# Planted Tank - Lighting Dilemma



## Emily (May 4, 2010)

Hey everyone, just looking for some advice/opinions...

Ok so I recently purchased a 5g tank (not great quality, it's a walmart tank). I knew I wanted to have a little planted set-up, so I bought an upgraded light (25 watt Aqua Glow), figuring that that would be better than the 15 watt it came with. I found out after opening everything up that there is a 15 watt limit for the hood .

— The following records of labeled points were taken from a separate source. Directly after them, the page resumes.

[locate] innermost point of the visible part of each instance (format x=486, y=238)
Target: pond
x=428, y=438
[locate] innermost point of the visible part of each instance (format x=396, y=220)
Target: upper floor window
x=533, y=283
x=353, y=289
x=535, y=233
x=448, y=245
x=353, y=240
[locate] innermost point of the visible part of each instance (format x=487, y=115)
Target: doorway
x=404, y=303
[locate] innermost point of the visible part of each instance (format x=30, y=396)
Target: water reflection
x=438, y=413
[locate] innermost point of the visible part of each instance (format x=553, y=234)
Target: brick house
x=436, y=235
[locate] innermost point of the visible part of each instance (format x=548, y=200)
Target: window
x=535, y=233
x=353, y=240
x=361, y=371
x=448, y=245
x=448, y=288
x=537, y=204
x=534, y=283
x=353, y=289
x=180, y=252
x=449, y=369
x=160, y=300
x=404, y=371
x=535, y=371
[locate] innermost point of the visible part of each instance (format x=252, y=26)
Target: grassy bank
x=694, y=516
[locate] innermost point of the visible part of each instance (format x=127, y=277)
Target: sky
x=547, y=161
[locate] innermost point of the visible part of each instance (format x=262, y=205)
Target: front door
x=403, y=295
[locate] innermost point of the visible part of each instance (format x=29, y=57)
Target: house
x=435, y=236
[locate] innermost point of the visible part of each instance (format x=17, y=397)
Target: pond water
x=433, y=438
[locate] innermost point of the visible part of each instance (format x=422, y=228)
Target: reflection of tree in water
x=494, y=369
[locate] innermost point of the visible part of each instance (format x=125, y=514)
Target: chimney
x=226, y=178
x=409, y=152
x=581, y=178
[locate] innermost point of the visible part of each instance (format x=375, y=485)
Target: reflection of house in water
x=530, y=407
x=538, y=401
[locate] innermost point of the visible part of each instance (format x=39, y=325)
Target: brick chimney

So basically... Could I have success with the 15 watt? Or would I need to suck it up and buy a new hood/light fixture? 

Thanks in advance!


----------



## CRS Fan (Apr 21, 2010)

Emily.

Go to Home Depot and buy a Phillips 9W Spiral Compact 6500K bulb. It will actually grow plants .

Best Regards,

Stuart


----------



## effox (Apr 21, 2010)

I think it's more of a liability thing, at least it was in my case. I plugged in my 25w bulb into my 10g where it stated it was to be used only with those thin 15w bulbs. It works fine, just have to limit light time otherwise you might get algae blooms.


----------



## anessa (Apr 26, 2010)

Yup. The small flourescent spiral daylight bulbs work great.


----------



## tang daddy (Apr 21, 2010)

Emily said:


> Hey everyone, just looking for some advice/opinions...
> 
> Ok so I recently purchased a 5g tank (not great quality, it's a walmart tank). I knew I wanted to have a little planted set-up, so I bought an upgraded light (25 watt Aqua Glow), figuring that that would be better than the 15 watt it came with. I found out after opening everything up that there is a 15 watt limit for the hood .
> 
> ...


I would screw in the new bulb to see if it fires, the reason why they said 15w was because sometimes larger bulbs can end up exerting more heat and then maybe melt the plastic on the hood.... Make sure that there is enough clearance between the hood and bulb you can also take tin foil wrap it up a few times to make it thicker then place it between the bulb and hood this will reflect abit of the light while dispersing the heat!


----------



## EDGE (Aug 24, 2010)

second what Tang said. I am assuming when you say 15watt and 25 watt, they are incandescent bulb and not fluorescent? 

Going with a 9 to 13watt screw in compact fluorescent will make a huge difference. You will be able to grow a nice variety of easy to grow plants in there.


----------



## Edarion (Apr 21, 2010)

I believe the aquaglow is already flourescent


----------



## Emily (May 4, 2010)

Ok, the other day I picked up the Phillips 9W Spiral Compact 'Daylight' bulb. Thanks everyone for all your input!


----------